Journal of Investment Strategies

Welcome to the fourth issue of the third volume of The Journal of Investment Strategies. In this issue you will find four papers that cover a diverse set of topics: behavioral finance, portfolio optimization, systematic momentum strategies and credit trading.

In the first paper of the issue, "Quantifying irrational sentiment", Todd Feldman introduces us to an area of behavioral finance research related to irrational sentiment detection: this represents a first for our journal. What I find most interesting here is that Feldman apparently succeeds in constructing meaningful and intuitive indexes for rational and irrational content in aggregate investor behavior, using the same widely available sets of data that most of us have been using for years. By looking at the statistical patterns that are peculiar to the loss-aversion and recency biases, he is able to construct rational and irrational sentiment indexes for the broad US market. He then argues that by looking at the gap between the two indexes one can detect periods in which behavior is particularly irrational (either irrationally fearful or irrationally exuberant). It is interesting that these indexes are apparently better at catching episodes of irrational fear, but it is also remarkable that they catch the irrational optimism that was present just before the major equity market crashes of 1987 and 2008. I like the fact that this paper demonstrates a very pragmatic and useful avenue for bringing insights from behavioral finance into quantitative finance, and perhaps even into the world of systematic strategy construction. I find this a promising area of research and hope that we will have more papers like Feldman's in our journal in the future.

In the issue's second paper, "The stochastic-volatility, jump-diffusion optimal portfolio problem with jumps in returns and volatility", Floyd B. Hanson provides a rigorous treatment of the optimal portfolio problem in continuous time with significant generalizations allowing for jumps in returns and volatility. Continuing the line of work that started with Merton in the log-normal jump-diffusion setting, and that many researchers have both corrected and broadened for various relaxed assumptions, Hanson gives a quick summary of the literature on this well-studied topic and proceeds to show where new results can be obtained: in particular, when allowing jumps in volatility (volatility jumps are, as we know from empirical research, a very prominent feature of markets). The paper proceeds to derive the optimal allocation and consumption solutions under the constant relative risk aversion utility function, which allows the author to treat special cases including power- and log-dependence of the utility function (the latter corresponds to the Kelly criterion). The paper also offers specific computation methods for numerically solving the optimality equations with various constraints.

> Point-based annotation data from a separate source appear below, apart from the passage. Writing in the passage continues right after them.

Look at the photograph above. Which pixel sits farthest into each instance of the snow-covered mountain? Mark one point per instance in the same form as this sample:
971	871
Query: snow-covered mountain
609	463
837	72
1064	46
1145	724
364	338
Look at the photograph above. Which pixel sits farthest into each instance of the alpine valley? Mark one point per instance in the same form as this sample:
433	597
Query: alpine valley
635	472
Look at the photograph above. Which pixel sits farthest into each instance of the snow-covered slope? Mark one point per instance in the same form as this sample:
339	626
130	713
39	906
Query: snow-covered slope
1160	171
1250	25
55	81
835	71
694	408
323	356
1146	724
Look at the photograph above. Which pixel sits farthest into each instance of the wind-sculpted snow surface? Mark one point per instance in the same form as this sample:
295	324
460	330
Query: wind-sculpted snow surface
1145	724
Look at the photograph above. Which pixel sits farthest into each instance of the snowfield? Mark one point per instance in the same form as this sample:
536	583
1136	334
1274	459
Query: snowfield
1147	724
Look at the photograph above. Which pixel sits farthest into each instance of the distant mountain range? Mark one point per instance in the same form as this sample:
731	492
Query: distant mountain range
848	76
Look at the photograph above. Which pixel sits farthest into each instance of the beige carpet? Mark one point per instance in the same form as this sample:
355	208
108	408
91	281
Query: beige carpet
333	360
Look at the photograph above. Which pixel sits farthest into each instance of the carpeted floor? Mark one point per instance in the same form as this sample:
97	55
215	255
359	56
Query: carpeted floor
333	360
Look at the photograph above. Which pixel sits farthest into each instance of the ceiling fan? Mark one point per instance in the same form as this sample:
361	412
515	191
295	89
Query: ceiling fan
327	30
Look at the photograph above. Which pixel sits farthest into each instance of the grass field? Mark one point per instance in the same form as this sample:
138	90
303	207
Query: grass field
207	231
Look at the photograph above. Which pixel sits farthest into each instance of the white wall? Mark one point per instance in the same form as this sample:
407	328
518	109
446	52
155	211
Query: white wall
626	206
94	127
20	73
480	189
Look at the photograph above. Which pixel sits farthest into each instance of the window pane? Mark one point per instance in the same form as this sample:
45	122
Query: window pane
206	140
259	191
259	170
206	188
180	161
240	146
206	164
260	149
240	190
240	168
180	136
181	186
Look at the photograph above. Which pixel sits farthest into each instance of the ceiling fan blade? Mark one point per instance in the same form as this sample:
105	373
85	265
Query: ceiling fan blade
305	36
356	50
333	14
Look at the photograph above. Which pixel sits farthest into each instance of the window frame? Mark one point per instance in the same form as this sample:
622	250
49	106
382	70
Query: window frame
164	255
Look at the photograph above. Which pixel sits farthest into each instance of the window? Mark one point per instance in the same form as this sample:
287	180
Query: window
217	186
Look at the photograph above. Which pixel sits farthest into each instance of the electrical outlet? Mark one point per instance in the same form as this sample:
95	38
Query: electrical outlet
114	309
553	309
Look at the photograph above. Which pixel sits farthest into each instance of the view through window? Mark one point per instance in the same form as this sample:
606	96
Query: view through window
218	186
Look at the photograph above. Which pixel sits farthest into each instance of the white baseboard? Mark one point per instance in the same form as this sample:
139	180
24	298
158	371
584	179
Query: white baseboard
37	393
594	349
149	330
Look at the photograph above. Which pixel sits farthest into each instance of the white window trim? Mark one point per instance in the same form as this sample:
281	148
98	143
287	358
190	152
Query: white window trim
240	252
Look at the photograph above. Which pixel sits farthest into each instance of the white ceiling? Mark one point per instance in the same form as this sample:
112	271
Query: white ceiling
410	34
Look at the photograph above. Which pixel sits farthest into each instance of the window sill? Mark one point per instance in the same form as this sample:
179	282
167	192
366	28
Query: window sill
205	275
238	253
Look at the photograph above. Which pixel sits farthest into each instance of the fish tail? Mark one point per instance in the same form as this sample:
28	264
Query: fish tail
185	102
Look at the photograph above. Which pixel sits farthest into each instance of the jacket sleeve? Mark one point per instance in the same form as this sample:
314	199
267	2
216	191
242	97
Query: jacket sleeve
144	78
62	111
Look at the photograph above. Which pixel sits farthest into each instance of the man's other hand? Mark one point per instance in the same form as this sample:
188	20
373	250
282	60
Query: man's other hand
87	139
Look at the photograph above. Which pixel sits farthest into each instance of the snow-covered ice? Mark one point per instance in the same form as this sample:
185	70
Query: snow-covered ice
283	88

The third paper in this issue, "Momentum strategies with the L1 filter" by Tung-Lam Dao, offers another view on systematic trend-following strategies, a topic that has already received well-deserved attention from our journal in the past. The paper considers, in particular, a specific method of trend detection and strategy construction, called L1 filtering, that allows detection of not only the long-term trends but also short term deviations from them. The remarkable aspect of this paper compared with many others in the area is that both the mathematical methodology of trend detection and the computational techniques used to obtain numerical results are very rigorous and give researchers a solid foundation for deriving a robust strategy. Of course, rigor of a purely mathematical nature is not enough to ensure that historical backtests of systematic strategies will withstand future market challenges, but the absence of mathematical rigor is usually enough to ensure the opposite. As in any such model, there remain a number of calibration parameters, and their choice affects the model performance. One would therefore hope that the selection of these parameters can be done from first principles, rather than purely by optimization, in order to avoid possible overfitting that can occur in such complex and data-sensitive procedures.

The issue's fourth paper, "Hedging iTraxx credit default swap index trading on an intraday basis: an empirical study" by Cheng-Ran Du and Tim Brunne, gives a rare glimpse into the world of credit derivatives trading from a systematic perspective. Moreover, the authors are interested in the intraday trading risks of the iTraxx CDS index, which is itself a topic that not many people have addressed in the literature. The authors'approach is very pragmatic: they try to identify a set of liquid exchange-traded derivatives contracts (futures) that could potentially offer a risk-reduction potential to the iTraxx position. Considering DAX and EuroStoxx futures, as well as Bund futures, the authors find that the DAX based hedging is most efficient for iTraxx, but that the efficiency of the hedge remains fairly low. I think that these findings are both intuitive and (probably) robust, even if practical use of such hedging is, at best, limited. Still, in certain situations when an over-the counter trader is stuck with a large risk position and finds himself in a turbulent market, even a modest reduction in risk can be very welcome.

As we draw the third volume of The Journal of Investment Strategies to a close, on behalf of the editorial board I would like to thank our readers and contributing authors for their continued support and interest.We are confident that future volumes will provide you with even more compelling reasons to keep reading and writing.